Helvidius Lucius dévia alors leur entretien sur d'autres sujets de conversation, reconnaissant la délicatesse de ces commentaires sur l'honorabilité d'autrui et à propos de son foyer ; mais, quand Sabine s'est levée, il s'est senti contaminé par des soupçons injustifiables et vains. Que signifiaient les visites réitérées de Lolius Urbicus chez lui ? Par hasard, Alba Lucinie aurait-elle oublié ses devoirs sacrés ? Fabius Corneille serait-il si attaché aux intérêts matériels au point d'oublier le nom et les respectables traditions de sa famille ? Dans l'esprit du tribun, le flux des cogitations intimes s'embrouillait et le tourmentait. Encore heureux que cette déchirante absence était sur le point de se terminer. Aelius Hadrien avait déjà envoyé des ordres pour que les galères quittent l'Italie et les ramènent sur le chemin du retour.
À Rome, cependant, la situation d'Alba Lucinie et de sa fille atteignait le summum de la souffrance morale. À plusieurs reprises, Célia avait perçu des entretiens entre sa mère et l'impitoyable conquérant, mais vu sa timidité, elle ne put percevoir toute la répulsion de sa mère lace à l'infamie et à la cruelle audace de cet homme. Lucinie, à son tour, lors de visite chez elle et alors qu'elle s'absentait brièvement de la présence de ses amies, avait quelques fois rencontré le préfet des prétoriens échangeant des propos avec sa fille qui l'accueillait avec toute la tolérance de ses bons sentiments pour ne pas blesser le cœur maternel. La femme d'Helvidius craignait, sincèrement, la présence de cet homme cruel, transformé en démon de son foyer.
La noble Lucinie, abattue et malade, pensa exposer la situation à son vieux père, néanmoins, elle se dit que le censeur aurait dû percevoir depuis longtemps sa position angoissante sur le plan moral, supposant donc que s'il se taisait, c'est qu'il avait de bonnes raisons à cela.
Plusieurs fois, elle avait essayé de parler de ce sujet si délicat à sa fille, la supposant aussi victime des persécutions insidieuses de l'ennemi de leur tranquillité ; néanmoins, Célia, avec sa pudeur naturelle, n'avait jamais fait de confidences à sa mère déviant chaque fois le cours de la conversation et redoublant d'affection à son égard, car elle devinait ses plus angoissantes préoccupations.
Finalement, alors qu'il ne manquait que deux mois avant le retour définitif d'Helvidius, Alba Lucinie fut alitée, extrêmement abattue.
Cela faisait plus d'un an que l'Empereur s'était absenté.
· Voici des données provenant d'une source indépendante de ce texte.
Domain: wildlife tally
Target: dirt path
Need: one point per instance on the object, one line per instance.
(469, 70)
Ce furent quatorze mois d'angoisses pour la fille de Fabius Corneille dont la santé n'avait pu résister au choc des épreuves les plus accablantes. Célia, aussi, avait le teint pâle et une expression triste sur le visage. À travers ses traits, on pouvait noter sa faiblesse organique. Les inquiétudes de sa fille se traduisaient par de longues nuits d'insomnie qui finirent par ruiner sa santé auparavant vigoureuse. Avec sa tendresse innée, elle faisait tout pour réconforter sa chère mère souffrante.
Des ports d'Italie quatre grandes galères furent envoyées pour le retour d'Hadrien et de sa suite. Le premier bateau arrivé sur le littoral d'Attique fut disputé par ceux qui étaient les plus impatients de retourner à Rome, dont Claudia Sabine qui prétextait avoir besoin de repartir au plus vite car elle disait être demandée auprès des siens.